Nikt nie jest odporny na działanie muzyki. Mózg jest tym zafascynowany. Ponadto badania takie jak to prowadzone na Uniwersytecie McGill w Quebecu pod kierunkiem neuropsycholog Valorie Sampoor wyjaśniają, że aktywność neuronalna w obszarach takich jak jądro półleżące (związana z nagrodami) byłaby dowodem na to muzyka jest dla ludzi tak samo ważna jak jedzenie i relacje społeczne.
Ponieważ nic nie ma porównania
nic nie może się z tobą równać.
Byłem taki samotny bez ciebie
jak wróbel, który nie śpiewa.
Nic nie jest w stanie powstrzymać spływania tych samotnych łez
Powiedz mi kochanie, gdzie popełniłem błąd?(…)-
- Sinéad O'Connor. Nic nie może się równać 2 U –

Lubimy słuchać smutnej muzyki, ponieważ nasz mózg jej potrzebuje
Koneserzy smutnej muzyki twierdzą, że jest to jeden z najbardziej wzruszających utworów w historii Nic nie może się równać 2 U w wykonaniu Sinead O'Connor i napisanej przez Prince'a w 1985 roku. Muzyka, teksty i płacząca twarz kobiety na pierwszym planie niemal natychmiast wkraczają w głębię nasz mózg emocjonalny . Niemal niemożliwe jest, aby nie dać się ponieść nieskończonej liczbie wrażeń przez uczucia, które niosą ze sobą wspomnienia z przeszłości, obrazy, z którymi możemy się utożsamić.
Fakt czerpania przyjemności właśnie ze smutnych emocji wydaje się niemal sprzecznością. Właśnie to założenie (lub ten dylemat) stało się punktem wyjścia dla kadry psychologów, muzyków, filozofów i neurologów z Uniwersytetu Tokijskiego, która zdecydowała się przeprowadzić serię badań na ten temat.
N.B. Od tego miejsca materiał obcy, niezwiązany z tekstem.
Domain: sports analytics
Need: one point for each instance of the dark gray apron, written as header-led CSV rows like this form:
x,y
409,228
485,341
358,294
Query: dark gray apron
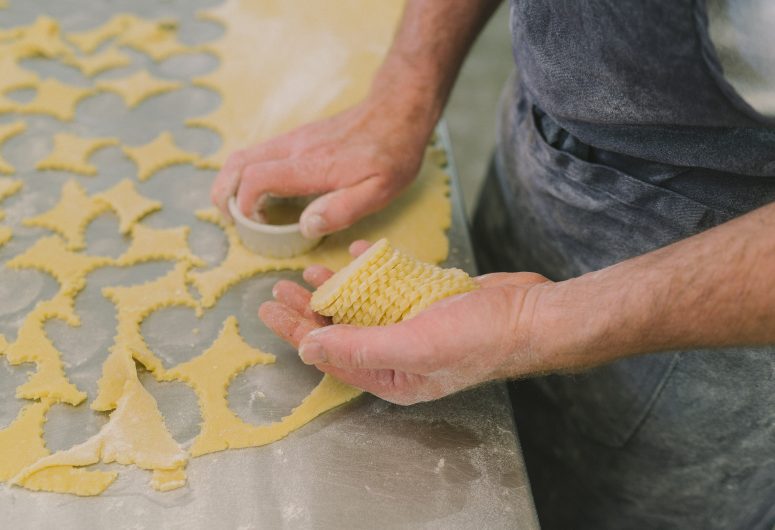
x,y
603,156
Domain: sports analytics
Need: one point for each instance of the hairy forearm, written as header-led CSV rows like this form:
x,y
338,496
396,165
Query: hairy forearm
x,y
715,289
430,45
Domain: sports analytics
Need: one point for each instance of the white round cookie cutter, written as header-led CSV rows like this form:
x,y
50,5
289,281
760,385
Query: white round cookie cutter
x,y
275,241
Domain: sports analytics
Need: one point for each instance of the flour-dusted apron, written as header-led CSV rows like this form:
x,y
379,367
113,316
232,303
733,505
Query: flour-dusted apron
x,y
620,136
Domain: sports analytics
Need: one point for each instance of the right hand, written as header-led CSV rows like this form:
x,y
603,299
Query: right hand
x,y
358,161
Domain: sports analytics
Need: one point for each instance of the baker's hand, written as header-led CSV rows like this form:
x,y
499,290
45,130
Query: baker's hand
x,y
454,344
358,160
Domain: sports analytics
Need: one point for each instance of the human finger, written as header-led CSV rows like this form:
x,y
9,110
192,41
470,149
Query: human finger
x,y
341,208
288,324
297,298
317,275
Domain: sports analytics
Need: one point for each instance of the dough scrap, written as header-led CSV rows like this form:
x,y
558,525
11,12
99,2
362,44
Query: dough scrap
x,y
8,131
138,87
42,38
133,305
129,205
56,99
415,222
21,443
14,76
89,40
384,286
71,215
92,65
210,374
135,434
155,38
33,345
51,255
152,244
71,153
5,235
158,154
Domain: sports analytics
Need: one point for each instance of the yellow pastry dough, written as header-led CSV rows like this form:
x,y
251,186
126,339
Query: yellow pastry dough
x,y
384,286
71,153
158,154
14,76
32,345
415,223
5,235
138,87
8,131
159,244
129,205
133,305
155,38
71,215
56,99
89,40
21,443
51,255
209,375
135,434
40,39
298,61
92,65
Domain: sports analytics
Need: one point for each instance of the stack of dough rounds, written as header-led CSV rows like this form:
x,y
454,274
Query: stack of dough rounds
x,y
384,286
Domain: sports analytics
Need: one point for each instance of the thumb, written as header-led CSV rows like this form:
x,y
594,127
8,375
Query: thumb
x,y
341,208
398,346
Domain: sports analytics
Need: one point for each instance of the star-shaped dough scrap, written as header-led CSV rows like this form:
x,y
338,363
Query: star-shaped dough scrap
x,y
8,131
21,443
92,65
155,244
209,375
129,205
15,77
135,434
50,255
240,263
133,304
89,40
71,215
155,38
5,235
56,99
71,153
158,154
40,39
138,87
33,345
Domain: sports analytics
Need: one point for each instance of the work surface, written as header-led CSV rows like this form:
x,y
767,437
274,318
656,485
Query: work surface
x,y
451,463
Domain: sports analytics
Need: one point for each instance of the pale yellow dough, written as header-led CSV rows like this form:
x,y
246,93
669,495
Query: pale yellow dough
x,y
138,87
135,434
71,215
209,375
92,65
8,131
158,154
56,99
71,153
129,205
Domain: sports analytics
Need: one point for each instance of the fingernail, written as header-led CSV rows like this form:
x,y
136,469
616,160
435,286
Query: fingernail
x,y
312,353
313,226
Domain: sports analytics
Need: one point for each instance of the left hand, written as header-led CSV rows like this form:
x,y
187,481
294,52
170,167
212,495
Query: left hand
x,y
456,343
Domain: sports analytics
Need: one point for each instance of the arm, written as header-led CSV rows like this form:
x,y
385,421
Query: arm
x,y
363,158
716,289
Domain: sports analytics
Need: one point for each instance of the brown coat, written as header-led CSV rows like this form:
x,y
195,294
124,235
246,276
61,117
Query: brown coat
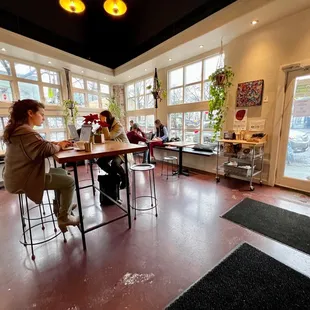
x,y
24,169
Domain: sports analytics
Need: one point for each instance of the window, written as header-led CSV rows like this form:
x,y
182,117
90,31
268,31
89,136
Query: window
x,y
53,128
90,93
138,96
190,84
146,123
191,126
29,82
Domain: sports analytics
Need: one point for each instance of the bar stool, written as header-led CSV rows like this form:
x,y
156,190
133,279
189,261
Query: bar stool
x,y
153,200
33,222
170,160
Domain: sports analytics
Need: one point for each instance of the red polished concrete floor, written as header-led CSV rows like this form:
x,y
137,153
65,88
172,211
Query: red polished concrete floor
x,y
142,268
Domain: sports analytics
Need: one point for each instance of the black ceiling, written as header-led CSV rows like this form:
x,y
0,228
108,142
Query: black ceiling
x,y
97,36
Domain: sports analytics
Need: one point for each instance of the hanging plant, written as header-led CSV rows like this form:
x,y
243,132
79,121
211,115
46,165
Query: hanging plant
x,y
70,111
220,82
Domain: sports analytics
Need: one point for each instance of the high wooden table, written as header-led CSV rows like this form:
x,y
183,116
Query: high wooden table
x,y
180,145
110,148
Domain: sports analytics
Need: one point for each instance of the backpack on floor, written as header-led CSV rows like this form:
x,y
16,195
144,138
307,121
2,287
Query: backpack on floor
x,y
109,184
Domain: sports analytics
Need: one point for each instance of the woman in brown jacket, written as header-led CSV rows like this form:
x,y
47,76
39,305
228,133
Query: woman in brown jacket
x,y
26,150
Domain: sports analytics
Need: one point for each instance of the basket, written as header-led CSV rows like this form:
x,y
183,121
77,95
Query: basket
x,y
238,171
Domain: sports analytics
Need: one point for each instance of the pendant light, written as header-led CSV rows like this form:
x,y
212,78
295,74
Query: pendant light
x,y
115,7
73,6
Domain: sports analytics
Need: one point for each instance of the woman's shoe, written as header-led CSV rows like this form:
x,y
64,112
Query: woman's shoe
x,y
70,220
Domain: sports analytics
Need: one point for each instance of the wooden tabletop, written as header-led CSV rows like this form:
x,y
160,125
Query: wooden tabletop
x,y
109,148
180,143
241,142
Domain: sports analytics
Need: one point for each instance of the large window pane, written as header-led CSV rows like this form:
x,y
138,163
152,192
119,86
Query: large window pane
x,y
206,91
149,82
176,78
176,121
105,102
93,101
57,136
192,136
175,134
26,72
176,96
130,91
141,120
139,88
55,122
51,95
91,85
105,88
131,104
28,91
5,91
78,82
149,123
149,101
79,98
192,93
48,76
192,120
140,102
193,73
209,66
5,68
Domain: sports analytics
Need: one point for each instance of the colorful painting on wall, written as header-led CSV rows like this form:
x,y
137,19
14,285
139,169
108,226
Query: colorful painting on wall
x,y
250,94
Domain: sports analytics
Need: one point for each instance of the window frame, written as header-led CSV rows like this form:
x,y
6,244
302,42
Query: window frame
x,y
86,92
13,79
184,85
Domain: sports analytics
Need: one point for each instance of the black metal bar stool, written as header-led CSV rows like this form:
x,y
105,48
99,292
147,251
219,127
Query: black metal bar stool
x,y
42,220
153,200
170,160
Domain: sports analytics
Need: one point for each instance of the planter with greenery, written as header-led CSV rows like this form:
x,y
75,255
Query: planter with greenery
x,y
220,82
70,111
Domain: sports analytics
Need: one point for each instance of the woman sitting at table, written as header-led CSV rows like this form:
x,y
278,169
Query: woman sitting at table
x,y
161,137
26,150
115,131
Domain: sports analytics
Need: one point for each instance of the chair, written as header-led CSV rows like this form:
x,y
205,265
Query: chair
x,y
153,200
170,160
42,220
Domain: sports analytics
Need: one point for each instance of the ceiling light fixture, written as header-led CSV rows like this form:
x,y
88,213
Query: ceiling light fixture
x,y
73,6
115,7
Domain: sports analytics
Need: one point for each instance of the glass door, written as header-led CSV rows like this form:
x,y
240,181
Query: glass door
x,y
294,157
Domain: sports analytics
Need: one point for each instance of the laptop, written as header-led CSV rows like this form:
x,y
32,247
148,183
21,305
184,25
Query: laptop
x,y
85,134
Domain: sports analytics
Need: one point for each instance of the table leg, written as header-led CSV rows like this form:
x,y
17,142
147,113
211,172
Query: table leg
x,y
78,197
127,192
92,175
181,170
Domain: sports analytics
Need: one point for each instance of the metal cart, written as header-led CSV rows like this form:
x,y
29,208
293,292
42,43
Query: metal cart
x,y
247,163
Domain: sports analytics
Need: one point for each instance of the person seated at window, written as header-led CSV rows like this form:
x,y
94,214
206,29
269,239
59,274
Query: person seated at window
x,y
24,169
134,137
161,137
115,131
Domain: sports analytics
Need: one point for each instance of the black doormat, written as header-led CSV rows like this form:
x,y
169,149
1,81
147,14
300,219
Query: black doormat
x,y
285,226
247,279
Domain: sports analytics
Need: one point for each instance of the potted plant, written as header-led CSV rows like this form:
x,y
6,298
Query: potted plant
x,y
93,119
70,111
220,82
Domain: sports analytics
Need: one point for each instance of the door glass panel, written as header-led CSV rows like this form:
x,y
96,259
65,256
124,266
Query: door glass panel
x,y
297,163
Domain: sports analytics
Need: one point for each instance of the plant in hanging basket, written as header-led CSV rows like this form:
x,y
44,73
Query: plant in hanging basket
x,y
220,82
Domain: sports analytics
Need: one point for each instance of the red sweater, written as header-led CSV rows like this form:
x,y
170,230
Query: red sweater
x,y
134,137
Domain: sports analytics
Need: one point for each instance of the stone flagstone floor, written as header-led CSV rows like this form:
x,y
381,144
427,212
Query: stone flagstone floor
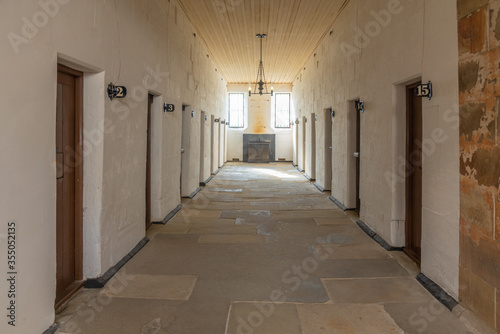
x,y
260,251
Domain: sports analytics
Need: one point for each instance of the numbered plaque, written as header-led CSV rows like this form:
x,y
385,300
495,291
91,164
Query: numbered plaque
x,y
116,92
424,90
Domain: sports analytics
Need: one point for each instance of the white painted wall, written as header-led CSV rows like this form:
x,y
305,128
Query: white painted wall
x,y
396,49
259,120
145,46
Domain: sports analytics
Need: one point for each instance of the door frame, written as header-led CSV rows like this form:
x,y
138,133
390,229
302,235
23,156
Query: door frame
x,y
313,153
358,160
78,181
410,96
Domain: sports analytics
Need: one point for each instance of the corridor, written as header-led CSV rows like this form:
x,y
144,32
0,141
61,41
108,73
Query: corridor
x,y
260,250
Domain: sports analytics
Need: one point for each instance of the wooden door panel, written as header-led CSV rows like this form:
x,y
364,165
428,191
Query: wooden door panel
x,y
414,174
148,163
68,180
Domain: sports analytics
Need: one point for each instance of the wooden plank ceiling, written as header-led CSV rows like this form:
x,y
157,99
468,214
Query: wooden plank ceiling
x,y
294,28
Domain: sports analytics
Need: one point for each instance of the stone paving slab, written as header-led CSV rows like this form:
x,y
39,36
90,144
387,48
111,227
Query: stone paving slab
x,y
376,290
346,318
353,251
171,287
232,239
263,318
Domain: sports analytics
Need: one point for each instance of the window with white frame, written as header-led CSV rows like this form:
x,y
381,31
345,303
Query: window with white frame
x,y
281,107
236,110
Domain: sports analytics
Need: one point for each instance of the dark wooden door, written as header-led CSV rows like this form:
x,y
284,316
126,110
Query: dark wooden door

Dane opublikowano w czasopiśmie Granice w psychologii i nie mogły być bardziej interesujące. Zobaczmy je szczegółowo.
Smutne piosenki wywołują w nas pozytywne emocje
Większość z nas lubi smutną muzykę, wiemy o tym. Jest jednak coś, co wszyscy mogliśmy sprawdzić: po wysłuchaniu melancholijnej playlisty nie czujemy się źle. Oznacza to, że nie czujemy się przytłoczeni dyskomfortem wynikającym z tych porażek z bólu spowodowanego rozstaniem lub zdradą. To, co czujemy po wysłuchaniu - ciekawostka - to dobre samopoczucie, ulga, spokój.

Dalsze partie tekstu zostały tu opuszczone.